Idempotency is the foundation
If a write can run twice, it must produce the same result both times. We make this concrete by deriving a stable idempotency key from the payload and the target resource, and by treating writes as upserts keyed on that identity.
def sync_record(record: Record, client: ExternalClient) -> SyncResult:
# A stable key for this logical change — same input, same key, every time.
idempotency_key = f"{record.resource_type}:{record.id}:{record.version}"
existing = client.get(record.id)
if existing and existing.version >= record.version:
# We've already applied this change (or a newer one). No-op.
return SyncResult.skipped(reason="stale_or_duplicate")
return client.upsert(
record.id,
payload=record.to_payload(),
idempotency_key=idempotency_key,
)
The version check turns “apply this update” into “apply this update only if it’s newer,” which neutralizes both duplicates and out-of-order delivery.
Retries that don’t make things worse
Naive retries turn a brief blip into a self-inflicted outage. We use bounded exponential backoff with jitter, classify errors before retrying, and cap the total attempts. Transient errors (timeouts, 429s, 503s) are retried; client errors (400s, validation failures) are not — they’re sent to a dead-letter queue for inspection instead.
Processing through a queue
We don’t sync inline with user requests. Changes are enqueued and processed by workers, which gives us back-pressure, natural batching, and a place to apply rate limits per downstream system. A queue also makes the system honest about load: when a downstream slows down, the queue depth rises visibly instead of silently timing out user requests.
Observability is part of correctness
A sync system you can’t see into is a sync system you don’t trust. For every flow we emit the same core signals: records processed, skipped, retried, and dead-lettered; end-to-end lag; and per-destination error rates. Lag in particular is the metric customers actually feel — it answers “how stale is the data they’re looking at right now?”

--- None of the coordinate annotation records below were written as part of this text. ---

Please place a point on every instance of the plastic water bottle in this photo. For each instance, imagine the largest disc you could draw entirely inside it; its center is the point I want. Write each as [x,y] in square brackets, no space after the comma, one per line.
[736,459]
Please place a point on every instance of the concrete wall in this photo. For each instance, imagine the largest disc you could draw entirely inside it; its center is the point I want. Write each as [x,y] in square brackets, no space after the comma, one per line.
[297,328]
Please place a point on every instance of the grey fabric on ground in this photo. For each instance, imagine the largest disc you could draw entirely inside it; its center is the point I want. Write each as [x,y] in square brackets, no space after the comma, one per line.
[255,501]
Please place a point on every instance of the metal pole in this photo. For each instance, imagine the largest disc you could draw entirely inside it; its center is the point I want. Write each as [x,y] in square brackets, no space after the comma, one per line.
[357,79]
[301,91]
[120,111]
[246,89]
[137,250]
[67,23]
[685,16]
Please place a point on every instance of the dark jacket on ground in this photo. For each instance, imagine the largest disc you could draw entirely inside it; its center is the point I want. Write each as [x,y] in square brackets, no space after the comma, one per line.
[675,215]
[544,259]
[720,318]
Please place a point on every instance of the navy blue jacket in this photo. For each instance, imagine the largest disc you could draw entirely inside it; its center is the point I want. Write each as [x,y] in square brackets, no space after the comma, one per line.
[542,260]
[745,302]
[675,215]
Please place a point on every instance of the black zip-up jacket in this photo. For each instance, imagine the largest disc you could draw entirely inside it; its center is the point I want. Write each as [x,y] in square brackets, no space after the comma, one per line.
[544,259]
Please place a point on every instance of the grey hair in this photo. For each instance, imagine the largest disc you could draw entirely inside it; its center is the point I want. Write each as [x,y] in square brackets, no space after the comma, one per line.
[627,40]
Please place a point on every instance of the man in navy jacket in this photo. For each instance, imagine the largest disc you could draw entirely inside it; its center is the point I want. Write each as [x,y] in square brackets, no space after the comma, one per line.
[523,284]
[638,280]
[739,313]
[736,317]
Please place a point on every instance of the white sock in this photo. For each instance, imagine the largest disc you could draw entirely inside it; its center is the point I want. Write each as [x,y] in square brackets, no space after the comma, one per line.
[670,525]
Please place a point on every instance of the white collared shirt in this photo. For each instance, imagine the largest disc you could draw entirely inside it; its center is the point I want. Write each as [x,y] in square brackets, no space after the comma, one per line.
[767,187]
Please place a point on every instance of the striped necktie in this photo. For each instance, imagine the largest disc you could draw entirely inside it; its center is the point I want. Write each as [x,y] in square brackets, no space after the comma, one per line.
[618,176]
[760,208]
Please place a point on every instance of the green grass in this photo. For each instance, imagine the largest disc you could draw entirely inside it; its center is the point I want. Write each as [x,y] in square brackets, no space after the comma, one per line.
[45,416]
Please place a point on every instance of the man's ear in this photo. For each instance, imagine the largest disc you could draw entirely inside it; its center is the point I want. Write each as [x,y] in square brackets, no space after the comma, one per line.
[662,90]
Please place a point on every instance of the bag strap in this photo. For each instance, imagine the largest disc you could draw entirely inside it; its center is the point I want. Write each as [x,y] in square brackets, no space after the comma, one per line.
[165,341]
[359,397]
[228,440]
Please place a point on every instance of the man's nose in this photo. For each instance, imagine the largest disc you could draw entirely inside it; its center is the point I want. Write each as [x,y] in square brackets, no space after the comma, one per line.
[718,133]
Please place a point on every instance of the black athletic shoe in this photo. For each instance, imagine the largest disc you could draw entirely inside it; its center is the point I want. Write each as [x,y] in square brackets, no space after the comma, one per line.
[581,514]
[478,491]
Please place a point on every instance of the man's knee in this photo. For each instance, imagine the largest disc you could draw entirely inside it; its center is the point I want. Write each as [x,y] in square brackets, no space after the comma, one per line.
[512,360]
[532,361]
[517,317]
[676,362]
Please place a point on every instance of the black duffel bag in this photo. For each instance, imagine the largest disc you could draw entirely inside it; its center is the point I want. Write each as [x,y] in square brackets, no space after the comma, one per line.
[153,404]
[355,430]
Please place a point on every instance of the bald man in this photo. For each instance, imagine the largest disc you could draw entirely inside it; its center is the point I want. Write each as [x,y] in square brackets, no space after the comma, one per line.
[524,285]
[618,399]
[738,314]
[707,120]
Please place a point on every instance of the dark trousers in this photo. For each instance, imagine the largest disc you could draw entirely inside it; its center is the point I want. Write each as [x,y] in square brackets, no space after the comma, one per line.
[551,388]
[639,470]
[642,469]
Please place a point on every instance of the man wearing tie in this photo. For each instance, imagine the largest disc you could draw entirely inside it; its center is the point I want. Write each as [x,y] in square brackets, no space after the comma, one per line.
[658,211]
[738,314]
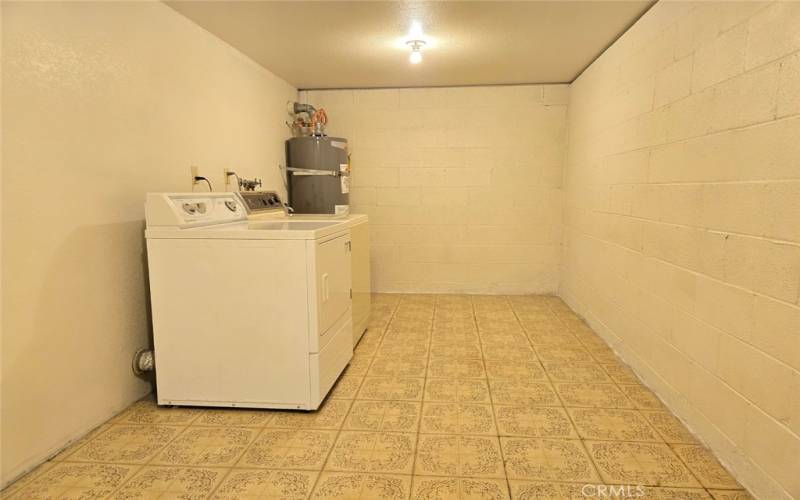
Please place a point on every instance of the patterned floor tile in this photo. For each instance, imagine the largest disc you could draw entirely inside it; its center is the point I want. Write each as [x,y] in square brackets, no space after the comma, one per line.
[731,495]
[458,455]
[534,422]
[432,383]
[592,395]
[359,365]
[330,415]
[642,397]
[146,411]
[576,372]
[511,354]
[522,370]
[458,350]
[550,337]
[188,483]
[453,488]
[265,484]
[132,444]
[705,467]
[620,373]
[547,460]
[73,480]
[457,390]
[392,388]
[397,367]
[234,417]
[564,354]
[388,452]
[601,352]
[456,368]
[366,349]
[669,427]
[207,447]
[649,464]
[530,490]
[289,449]
[520,391]
[394,416]
[457,418]
[542,490]
[346,387]
[672,493]
[403,349]
[358,486]
[613,425]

Customer impact comes first
All of this exists to protect a simple promise: the data customers see should be correct and reasonably fresh. When we make trade-offs — dropping ordering guarantees, accepting a few seconds of lag, deferring a non-critical field — we frame them in terms of what a customer would notice. That framing keeps the engineering grounded in something real.
Takeaways
- Treat every integration as a distributed system with at-least-once delivery.
- Make writes idempotent and version-aware so retries are always safe.
- Retry transient failures with backoff; dead-letter the rest.
- Process through a queue to get back-pressure and rate limiting for free.
- Measure lag and error rates per destination — they map directly to customer experience.